Elas podem estar crescendo no seu quintal, mas cairiam muito bem no seu prato. Urtiga, capeba, taioba, picão-preto, vinagreira roxa e ora-pro-nobis são alguns exemplos de plantas brasileiras com um potencial culinário ainda pouco conhecido, mas que têm tudo para se tornarem populares, ainda mais em tempos de busca por uma alimentação saudável. 

As flores, folhas, sementes ou caules dessas Plantas Alimentícias Não Convencionais são ótimos ingredientes para quebrar a “monotonia” das refeições, como diz o doutor em Botânica Valdely Kinupp, umas das sumidades no assunto.

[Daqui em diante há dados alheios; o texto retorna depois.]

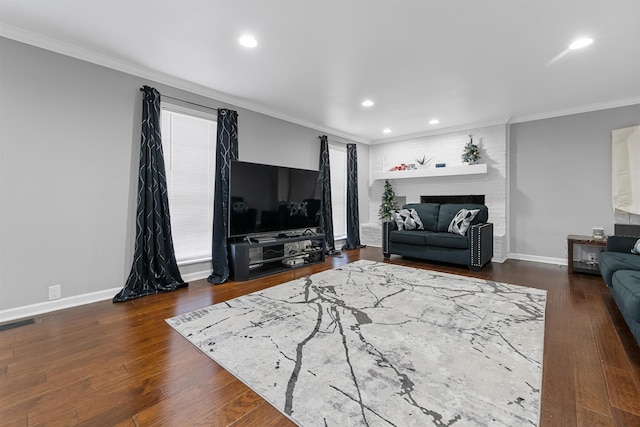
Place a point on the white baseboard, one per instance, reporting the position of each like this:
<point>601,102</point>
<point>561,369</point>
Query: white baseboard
<point>77,300</point>
<point>196,275</point>
<point>59,304</point>
<point>107,294</point>
<point>536,258</point>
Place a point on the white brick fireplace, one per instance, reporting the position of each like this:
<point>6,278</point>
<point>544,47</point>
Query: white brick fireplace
<point>444,148</point>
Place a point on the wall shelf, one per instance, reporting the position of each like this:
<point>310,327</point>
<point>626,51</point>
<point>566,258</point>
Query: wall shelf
<point>432,172</point>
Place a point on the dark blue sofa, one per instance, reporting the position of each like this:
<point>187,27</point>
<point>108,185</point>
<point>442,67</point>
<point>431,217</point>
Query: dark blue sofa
<point>620,270</point>
<point>435,243</point>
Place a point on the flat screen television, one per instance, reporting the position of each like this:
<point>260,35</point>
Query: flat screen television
<point>266,199</point>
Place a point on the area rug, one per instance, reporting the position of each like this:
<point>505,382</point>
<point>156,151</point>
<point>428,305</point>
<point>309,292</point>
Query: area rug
<point>376,344</point>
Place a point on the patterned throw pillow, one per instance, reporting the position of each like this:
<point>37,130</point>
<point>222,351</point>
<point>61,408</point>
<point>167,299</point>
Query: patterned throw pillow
<point>407,219</point>
<point>240,207</point>
<point>460,223</point>
<point>298,209</point>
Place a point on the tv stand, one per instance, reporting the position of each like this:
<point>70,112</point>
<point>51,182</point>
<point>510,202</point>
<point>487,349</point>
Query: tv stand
<point>249,259</point>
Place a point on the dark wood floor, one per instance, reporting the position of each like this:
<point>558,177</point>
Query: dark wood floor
<point>107,364</point>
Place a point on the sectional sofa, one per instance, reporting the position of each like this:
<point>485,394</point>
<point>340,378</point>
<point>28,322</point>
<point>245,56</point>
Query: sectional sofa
<point>620,269</point>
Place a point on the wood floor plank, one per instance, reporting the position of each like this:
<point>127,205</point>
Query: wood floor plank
<point>121,364</point>
<point>591,388</point>
<point>589,418</point>
<point>625,419</point>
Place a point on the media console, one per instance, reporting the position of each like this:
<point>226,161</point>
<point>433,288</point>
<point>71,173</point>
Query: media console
<point>253,259</point>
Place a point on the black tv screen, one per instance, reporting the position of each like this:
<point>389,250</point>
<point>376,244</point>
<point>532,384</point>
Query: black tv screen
<point>268,199</point>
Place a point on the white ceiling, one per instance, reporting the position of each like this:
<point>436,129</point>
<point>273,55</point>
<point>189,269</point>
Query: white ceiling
<point>465,62</point>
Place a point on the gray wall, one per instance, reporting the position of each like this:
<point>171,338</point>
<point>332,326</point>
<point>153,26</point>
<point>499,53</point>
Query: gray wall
<point>560,179</point>
<point>69,147</point>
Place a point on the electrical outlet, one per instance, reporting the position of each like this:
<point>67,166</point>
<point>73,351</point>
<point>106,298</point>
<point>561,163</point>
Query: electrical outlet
<point>55,292</point>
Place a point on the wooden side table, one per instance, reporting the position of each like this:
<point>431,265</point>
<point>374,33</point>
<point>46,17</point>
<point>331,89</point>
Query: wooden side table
<point>582,266</point>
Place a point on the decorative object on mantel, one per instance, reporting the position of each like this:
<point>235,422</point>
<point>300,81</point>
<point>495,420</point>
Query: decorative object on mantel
<point>471,153</point>
<point>598,233</point>
<point>403,167</point>
<point>424,162</point>
<point>388,204</point>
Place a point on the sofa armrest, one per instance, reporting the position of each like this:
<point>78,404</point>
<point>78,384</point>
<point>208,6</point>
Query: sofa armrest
<point>620,243</point>
<point>481,243</point>
<point>387,228</point>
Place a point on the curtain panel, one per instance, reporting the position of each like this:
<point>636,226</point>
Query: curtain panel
<point>327,218</point>
<point>154,268</point>
<point>226,151</point>
<point>353,214</point>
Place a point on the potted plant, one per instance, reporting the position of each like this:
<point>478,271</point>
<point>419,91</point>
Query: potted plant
<point>471,153</point>
<point>387,206</point>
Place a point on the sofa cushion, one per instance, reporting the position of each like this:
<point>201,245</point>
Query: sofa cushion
<point>407,219</point>
<point>460,223</point>
<point>610,262</point>
<point>626,292</point>
<point>413,237</point>
<point>428,213</point>
<point>449,210</point>
<point>448,240</point>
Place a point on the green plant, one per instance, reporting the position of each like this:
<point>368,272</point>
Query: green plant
<point>471,153</point>
<point>388,204</point>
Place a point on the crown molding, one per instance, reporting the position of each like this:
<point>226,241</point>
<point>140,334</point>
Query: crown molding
<point>577,110</point>
<point>441,131</point>
<point>87,55</point>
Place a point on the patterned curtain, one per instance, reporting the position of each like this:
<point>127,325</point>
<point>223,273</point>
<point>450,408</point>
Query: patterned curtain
<point>226,151</point>
<point>327,218</point>
<point>353,221</point>
<point>154,268</point>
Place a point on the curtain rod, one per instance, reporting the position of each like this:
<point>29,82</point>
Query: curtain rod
<point>187,102</point>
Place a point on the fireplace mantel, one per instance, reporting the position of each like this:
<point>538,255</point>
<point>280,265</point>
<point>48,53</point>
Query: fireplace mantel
<point>431,172</point>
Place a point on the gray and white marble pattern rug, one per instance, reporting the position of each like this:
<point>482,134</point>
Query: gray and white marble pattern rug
<point>377,344</point>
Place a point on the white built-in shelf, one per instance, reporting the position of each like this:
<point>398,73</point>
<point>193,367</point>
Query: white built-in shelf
<point>432,171</point>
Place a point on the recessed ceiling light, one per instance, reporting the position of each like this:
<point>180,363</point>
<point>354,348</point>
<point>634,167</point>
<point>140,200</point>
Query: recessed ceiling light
<point>580,43</point>
<point>248,41</point>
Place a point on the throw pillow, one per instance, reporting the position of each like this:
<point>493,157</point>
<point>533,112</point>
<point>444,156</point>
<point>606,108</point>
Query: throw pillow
<point>298,209</point>
<point>240,207</point>
<point>460,223</point>
<point>407,219</point>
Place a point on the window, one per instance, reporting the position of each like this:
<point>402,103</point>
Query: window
<point>338,164</point>
<point>188,144</point>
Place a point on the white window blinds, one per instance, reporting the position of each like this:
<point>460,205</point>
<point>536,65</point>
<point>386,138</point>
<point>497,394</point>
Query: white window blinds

Ele tem presença confirmada no próximo Festival de Comida Ecológica, que acontece em Manaus de 29 de março a 02 de abril, onde as PANC serão um dos destaques. 

“Nossa alimentação é muito monótona. Comemos no máximo 100 tipos de vegetais por ano, e no dia a dia eles ainda se repetem, como a alface, couve, cebola e outros”, afirma Kinupp. Segundo ele, as PANC hoje são uma linha de ensino e pesquisa consolidada no Brasil e reúnem aquilo que não é corriqueiro no dia a dia, incluindo o que muitos consideram como erva daninha ou simplesmente “mato”, como a urtiga e a capeba. 


Ora-pro-nobis, capeba, taioba e vinagreira roxa

“Mas esse grupo também contempla plantas convencionais subutilizadas, como o mamão verde, que pode ser ralado e consumido na salada crua, ou o açaí, que serve como substituto do molho de tomate no macarrão”, completa o pesquisador.

Estímulo

Se as pesquisas nessa área estão avançando, a ausência dessas plantas nas feiras, supermercados e restaurantes ainda é uma realidade. Para o Dr. Valdely Kinupp isso é uma combinação de falta de informação e estímulo ao agricultor e à população em geral.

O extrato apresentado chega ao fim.